The distinction comes on the heels of Hughes’ appointment in February to a six-year term as at-large director of the American Board of Surgery.
Le said that Hughes was clearly surprised by the recent accolades.
"He said he's not done anything different the last 30 years, but it kind of seems overnight he's become this huge sensation," Le said. "I think he embraces it fully because he likes the ability to give input to the profession. He likes teaching."
Dr. Beth Loney graduated from the University of Kansas School of Medicine’s Wichita campus in June and then went into practice in Stockton, a town of about 1,300 people in Rooks County, north of Hays.
When she started medical school, she had no plans to become a rural doctor.

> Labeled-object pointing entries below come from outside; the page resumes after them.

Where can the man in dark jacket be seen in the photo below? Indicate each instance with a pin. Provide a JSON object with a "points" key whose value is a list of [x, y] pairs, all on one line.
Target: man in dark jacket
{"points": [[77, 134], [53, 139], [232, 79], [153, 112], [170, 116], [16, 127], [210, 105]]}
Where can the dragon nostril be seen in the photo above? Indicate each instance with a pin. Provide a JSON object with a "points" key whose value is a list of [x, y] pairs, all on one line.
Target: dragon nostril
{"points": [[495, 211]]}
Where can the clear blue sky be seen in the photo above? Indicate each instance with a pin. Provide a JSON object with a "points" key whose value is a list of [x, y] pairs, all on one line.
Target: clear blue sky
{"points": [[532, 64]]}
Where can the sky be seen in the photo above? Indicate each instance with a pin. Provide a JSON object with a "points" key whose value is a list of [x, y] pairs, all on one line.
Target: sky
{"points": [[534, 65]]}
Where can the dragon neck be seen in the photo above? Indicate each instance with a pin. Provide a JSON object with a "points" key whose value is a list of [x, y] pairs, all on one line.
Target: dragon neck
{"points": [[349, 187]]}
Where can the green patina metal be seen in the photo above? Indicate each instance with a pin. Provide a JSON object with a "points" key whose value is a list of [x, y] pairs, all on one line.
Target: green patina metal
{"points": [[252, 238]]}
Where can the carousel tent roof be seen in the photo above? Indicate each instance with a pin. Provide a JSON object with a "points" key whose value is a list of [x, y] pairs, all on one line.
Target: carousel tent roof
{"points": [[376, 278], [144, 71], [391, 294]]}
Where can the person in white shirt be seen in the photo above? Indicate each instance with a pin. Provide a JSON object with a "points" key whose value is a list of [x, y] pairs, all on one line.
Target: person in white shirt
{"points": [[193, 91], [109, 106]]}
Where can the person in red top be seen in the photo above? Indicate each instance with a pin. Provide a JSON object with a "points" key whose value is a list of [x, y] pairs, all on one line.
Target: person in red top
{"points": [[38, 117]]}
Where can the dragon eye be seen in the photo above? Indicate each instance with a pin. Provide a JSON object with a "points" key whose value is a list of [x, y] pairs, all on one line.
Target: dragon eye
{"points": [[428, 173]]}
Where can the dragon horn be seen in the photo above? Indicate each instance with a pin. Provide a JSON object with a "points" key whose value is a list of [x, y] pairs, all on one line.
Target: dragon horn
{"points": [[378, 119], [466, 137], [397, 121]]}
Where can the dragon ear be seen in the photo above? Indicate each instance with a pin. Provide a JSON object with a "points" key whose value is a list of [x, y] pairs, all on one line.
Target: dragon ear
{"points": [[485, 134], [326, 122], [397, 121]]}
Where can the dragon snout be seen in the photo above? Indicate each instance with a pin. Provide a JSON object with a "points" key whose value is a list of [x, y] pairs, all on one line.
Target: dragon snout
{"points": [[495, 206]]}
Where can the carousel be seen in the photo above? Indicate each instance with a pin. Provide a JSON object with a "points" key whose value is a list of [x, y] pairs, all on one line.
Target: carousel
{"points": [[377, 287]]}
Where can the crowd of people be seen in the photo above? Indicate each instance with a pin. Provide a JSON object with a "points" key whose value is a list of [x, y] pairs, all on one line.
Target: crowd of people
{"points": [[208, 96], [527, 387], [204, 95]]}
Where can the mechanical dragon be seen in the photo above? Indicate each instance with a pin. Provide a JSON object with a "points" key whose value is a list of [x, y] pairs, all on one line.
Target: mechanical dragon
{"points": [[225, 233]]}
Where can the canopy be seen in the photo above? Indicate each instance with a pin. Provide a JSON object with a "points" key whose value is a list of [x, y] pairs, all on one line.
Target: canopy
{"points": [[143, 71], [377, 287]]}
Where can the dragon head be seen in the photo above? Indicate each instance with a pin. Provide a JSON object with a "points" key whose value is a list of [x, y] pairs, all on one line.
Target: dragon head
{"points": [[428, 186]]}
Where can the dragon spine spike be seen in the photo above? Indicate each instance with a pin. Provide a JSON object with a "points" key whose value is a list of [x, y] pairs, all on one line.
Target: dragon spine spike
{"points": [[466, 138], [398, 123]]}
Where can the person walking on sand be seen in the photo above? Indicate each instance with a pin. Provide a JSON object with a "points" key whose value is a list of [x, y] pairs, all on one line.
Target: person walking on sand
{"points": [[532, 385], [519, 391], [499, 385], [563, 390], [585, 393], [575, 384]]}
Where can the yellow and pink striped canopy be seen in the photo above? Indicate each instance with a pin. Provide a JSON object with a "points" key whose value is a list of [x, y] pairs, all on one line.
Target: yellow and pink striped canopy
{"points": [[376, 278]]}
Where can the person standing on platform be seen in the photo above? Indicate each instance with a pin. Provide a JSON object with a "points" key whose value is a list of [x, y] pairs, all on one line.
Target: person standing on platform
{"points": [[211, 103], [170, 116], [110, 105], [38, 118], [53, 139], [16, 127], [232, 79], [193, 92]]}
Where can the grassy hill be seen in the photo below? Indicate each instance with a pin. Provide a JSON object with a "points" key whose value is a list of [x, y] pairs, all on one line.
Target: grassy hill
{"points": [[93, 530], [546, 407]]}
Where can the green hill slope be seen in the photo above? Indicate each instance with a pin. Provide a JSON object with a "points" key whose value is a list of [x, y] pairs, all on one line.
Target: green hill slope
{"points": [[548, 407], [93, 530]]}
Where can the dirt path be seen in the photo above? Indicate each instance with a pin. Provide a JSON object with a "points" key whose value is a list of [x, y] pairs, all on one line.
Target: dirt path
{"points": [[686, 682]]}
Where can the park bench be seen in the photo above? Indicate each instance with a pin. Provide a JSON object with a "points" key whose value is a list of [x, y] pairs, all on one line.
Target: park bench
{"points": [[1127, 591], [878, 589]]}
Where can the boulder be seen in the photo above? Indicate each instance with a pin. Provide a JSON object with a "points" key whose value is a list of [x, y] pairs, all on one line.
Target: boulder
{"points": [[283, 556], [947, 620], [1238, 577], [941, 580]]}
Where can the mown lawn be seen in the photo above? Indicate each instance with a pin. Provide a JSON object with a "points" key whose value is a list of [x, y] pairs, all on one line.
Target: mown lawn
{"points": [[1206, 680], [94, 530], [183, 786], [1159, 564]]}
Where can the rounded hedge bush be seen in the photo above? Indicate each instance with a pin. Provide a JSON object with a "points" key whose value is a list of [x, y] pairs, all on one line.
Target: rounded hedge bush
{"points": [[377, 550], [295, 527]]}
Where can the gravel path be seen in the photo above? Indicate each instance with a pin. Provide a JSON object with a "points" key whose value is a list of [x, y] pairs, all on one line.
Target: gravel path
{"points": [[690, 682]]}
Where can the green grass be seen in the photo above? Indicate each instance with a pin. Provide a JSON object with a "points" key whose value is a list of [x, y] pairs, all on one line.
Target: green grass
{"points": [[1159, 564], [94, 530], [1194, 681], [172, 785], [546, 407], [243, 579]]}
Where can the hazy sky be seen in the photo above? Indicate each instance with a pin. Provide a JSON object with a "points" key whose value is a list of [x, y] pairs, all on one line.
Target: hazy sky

"I knew I wanted to do family medicine, but I wouldn't have said I wanted to do rural. I didn't have family that was rural, I didn't grow up going to a rural area, so I didn't know a lot about rural medicine," Loney said.
That changed thanks to an exposure to rural medicine during her second year of medical school. She participated in a "rural health weekend" at Dr. Jennifer Brull's practice in Plainville. That led to a third-year rotation in Plainville.
"That's what made me decide to do rural by the time I went to residency," Loney said. "Early exposure is so important if you're actually going to get people to consider it as an option."
There are others like Loney.
More graduates from the KU Wichita campus chose to practice in rural areas of the state in 2011 than in any of the previous five years.
The KU Wichita campus was expanded last year to include a full four-year program, and a new four-year program was started at KU Salina with hopes that more students would focus on primary care and work in rural or other underserved areas of the state upon graduation.
If last year’s graduating class is any indication, the strategy already may be paying off.
Dr. Brad Poss, professor of pediatrics and associate dean for graduate medical education at the KU Wichita campus, said interest in working in rural Kansas is closely tied to growing interest in primary care among students.
"And having a connection to Kansas is important,” he said. “That's one of the reasons for the opening of the new four-year campus here. Families get established, they get to know the area and they begin to make a life here. So, they then like to do their residency here as well and they become established in Kansas and subsequently have practices here."
Currently there about 776 residents in KU’s medical school — 499 in Kansas City, 264 in Wichita and 13 in Salina. Last year, 121 graduated from KC, 66 from Wichita and four from Salina. Graduating class sizes vary from year to year because residencies last from three to seven years.
Poss said in recent years, about 50 percent of KU Wichita’s students chose to practice in Kansas following their residencies and about 30 percent chose to leave the state. The remaining 20 percent went on to advanced training in fields such as cardiology or neurosurgery, and about half of those specialists stay in Kansas afterward.
In 2011, 32 residents graduated from KU Wichita and set up practice in Kansas. Of those, 18 chose to practice in rural communities, or 56 percent. That's up from 19 percent in 2010 and an average of 35 percent the previous five years, Poss said.
Comparable numbers from the other two KU medical campuses weren't immediately available.
Allure of rural medicine
Loney said part of the allure of rural medicine was the broad range of work involved.
"You're going to work in the ER, you're going to admit your own patients to the hospital, you're going to deliver babies, you're going to do your own procedures — things that in the big city you don't do," Loney said.